Contextual variables such as staff characteristics, treatment programs, assessment routines and administrative structures are found to influence patient violence rates in psychiatric forensic wards. The possible effects of current developments in treatment philosophy emphasizing patients' perspective and treatment involvement upon violence rate have not yet been examined. The aim of this paper is to analyse associations between such developments and the occurrence of violent incidents among patients in a high security forensic psychiatric ward.
During a 17-year period with stable ward conditions, incidents of violence were systematically collected together with diagnostic, risk assessment and demographic patient characteristics.

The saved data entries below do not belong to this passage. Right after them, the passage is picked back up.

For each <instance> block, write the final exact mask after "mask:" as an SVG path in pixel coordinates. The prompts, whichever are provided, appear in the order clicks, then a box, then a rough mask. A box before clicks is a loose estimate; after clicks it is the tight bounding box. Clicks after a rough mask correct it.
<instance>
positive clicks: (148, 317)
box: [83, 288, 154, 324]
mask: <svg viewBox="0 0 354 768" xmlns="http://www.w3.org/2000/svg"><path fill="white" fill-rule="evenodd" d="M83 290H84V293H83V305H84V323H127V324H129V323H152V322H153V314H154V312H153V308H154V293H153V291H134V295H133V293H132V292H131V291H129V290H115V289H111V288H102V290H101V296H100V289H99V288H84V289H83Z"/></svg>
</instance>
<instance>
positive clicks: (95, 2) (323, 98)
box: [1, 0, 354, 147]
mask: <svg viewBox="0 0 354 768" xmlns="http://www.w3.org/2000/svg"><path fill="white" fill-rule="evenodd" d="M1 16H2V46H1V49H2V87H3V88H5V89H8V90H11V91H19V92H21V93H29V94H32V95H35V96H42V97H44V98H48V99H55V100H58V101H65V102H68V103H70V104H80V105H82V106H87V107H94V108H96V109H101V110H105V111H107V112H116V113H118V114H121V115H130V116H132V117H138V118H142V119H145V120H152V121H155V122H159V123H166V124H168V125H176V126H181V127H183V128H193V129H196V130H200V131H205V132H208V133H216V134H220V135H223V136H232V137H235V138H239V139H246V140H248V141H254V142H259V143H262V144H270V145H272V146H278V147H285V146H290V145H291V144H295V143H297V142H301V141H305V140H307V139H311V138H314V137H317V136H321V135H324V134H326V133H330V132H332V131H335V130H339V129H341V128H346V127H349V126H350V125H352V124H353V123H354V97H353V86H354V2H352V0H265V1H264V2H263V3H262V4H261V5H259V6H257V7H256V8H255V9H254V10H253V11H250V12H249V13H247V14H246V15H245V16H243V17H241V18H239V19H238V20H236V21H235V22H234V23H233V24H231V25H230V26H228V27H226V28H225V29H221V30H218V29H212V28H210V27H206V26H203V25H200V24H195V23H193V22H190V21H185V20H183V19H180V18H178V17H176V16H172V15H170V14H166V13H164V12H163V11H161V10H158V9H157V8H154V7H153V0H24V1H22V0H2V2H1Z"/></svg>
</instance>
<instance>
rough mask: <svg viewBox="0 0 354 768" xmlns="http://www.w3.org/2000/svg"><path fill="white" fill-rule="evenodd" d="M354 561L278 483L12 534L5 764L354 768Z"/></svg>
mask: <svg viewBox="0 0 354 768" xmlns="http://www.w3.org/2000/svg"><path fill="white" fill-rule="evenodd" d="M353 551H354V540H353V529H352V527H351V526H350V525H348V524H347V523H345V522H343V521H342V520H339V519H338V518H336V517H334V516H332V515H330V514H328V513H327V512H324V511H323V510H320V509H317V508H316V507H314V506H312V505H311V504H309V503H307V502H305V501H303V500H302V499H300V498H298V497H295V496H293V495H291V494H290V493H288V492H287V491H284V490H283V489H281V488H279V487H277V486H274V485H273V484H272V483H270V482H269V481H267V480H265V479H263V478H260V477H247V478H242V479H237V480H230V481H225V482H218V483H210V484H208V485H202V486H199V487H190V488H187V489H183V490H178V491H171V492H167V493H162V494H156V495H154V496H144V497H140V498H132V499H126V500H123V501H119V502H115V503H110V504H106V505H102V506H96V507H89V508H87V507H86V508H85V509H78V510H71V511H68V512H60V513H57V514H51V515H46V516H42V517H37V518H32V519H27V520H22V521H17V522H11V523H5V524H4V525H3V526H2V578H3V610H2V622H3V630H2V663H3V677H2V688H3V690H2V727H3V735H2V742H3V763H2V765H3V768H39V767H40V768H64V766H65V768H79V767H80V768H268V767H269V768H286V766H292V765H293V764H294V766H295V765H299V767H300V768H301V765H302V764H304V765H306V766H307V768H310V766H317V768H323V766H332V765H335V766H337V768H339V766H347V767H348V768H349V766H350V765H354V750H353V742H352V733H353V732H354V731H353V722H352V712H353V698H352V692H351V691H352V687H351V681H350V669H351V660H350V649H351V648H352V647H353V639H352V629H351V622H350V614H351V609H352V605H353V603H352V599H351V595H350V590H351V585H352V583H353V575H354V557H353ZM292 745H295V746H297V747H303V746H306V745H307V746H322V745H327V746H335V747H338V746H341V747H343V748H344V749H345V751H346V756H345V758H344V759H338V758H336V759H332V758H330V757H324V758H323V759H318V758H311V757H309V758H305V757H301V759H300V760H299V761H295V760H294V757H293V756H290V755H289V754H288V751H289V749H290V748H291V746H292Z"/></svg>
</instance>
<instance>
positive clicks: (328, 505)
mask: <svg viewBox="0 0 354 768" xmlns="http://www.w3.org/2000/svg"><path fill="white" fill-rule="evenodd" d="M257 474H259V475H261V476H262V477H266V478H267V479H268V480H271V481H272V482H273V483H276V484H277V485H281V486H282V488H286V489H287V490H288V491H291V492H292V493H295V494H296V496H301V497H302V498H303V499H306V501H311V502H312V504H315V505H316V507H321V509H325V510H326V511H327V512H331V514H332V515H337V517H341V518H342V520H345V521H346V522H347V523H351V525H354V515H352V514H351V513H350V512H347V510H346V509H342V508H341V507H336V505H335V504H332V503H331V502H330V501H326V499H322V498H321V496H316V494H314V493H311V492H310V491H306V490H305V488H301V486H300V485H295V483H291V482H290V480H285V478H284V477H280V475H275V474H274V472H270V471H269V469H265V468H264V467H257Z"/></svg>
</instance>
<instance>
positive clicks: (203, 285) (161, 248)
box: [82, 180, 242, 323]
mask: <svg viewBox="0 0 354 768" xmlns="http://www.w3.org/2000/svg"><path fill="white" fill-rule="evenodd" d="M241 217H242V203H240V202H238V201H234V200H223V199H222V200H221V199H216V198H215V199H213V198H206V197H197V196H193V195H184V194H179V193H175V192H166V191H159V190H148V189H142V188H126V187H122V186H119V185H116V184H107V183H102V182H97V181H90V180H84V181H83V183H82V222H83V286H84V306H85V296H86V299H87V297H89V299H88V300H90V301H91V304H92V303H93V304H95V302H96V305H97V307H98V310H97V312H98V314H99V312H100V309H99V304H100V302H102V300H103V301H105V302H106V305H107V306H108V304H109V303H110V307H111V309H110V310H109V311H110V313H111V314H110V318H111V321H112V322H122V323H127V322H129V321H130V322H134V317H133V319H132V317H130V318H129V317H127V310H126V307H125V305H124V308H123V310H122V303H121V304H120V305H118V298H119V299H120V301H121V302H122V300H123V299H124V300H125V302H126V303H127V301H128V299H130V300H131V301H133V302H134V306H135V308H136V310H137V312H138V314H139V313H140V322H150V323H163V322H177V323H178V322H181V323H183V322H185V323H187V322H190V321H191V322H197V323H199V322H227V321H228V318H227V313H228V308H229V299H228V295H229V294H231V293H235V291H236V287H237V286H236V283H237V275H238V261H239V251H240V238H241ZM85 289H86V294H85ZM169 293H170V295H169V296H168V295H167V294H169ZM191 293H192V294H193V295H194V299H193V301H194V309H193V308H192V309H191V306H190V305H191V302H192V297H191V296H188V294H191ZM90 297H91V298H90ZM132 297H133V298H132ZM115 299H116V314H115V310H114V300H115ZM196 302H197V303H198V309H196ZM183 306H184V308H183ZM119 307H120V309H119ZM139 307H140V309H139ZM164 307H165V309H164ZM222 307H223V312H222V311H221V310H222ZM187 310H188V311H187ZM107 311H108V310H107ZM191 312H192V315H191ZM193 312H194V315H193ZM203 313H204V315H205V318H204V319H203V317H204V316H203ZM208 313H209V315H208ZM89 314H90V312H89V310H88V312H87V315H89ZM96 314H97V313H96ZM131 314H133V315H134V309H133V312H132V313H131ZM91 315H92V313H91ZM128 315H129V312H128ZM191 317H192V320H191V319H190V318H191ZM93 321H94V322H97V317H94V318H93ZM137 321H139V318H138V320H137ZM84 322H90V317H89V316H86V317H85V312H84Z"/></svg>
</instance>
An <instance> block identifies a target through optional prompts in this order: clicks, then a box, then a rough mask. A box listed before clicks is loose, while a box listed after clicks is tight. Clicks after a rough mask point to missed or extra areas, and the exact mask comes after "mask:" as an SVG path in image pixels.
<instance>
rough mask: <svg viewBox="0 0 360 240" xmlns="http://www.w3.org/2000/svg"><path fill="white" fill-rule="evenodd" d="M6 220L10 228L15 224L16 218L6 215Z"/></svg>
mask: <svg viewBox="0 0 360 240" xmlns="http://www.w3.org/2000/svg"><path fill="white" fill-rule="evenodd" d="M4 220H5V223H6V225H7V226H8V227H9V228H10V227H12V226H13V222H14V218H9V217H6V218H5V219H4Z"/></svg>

Changes in care- and organizational related variables such as nursing staff characteristics, treatment and management routines were collected. Multilevel modelling was applied to estimate the relationship between these variables and changes in violent incidents.
A substantial decline in the occurrence of violent incidents paralleled with changes in the ward during the middle phase of the study period. Most of the changes, such as implementation of new treatment and care routines and an increased proportion of female staff and higher education levels, were significantly related to a decrease in the occurrence of violent incidents in the ward.
Findings in this study suggest that an increase in individualized, patient-oriented care strategies, delivered by well-educated nursing staff with an equally balanced gender distribution contribute to a low level of violence.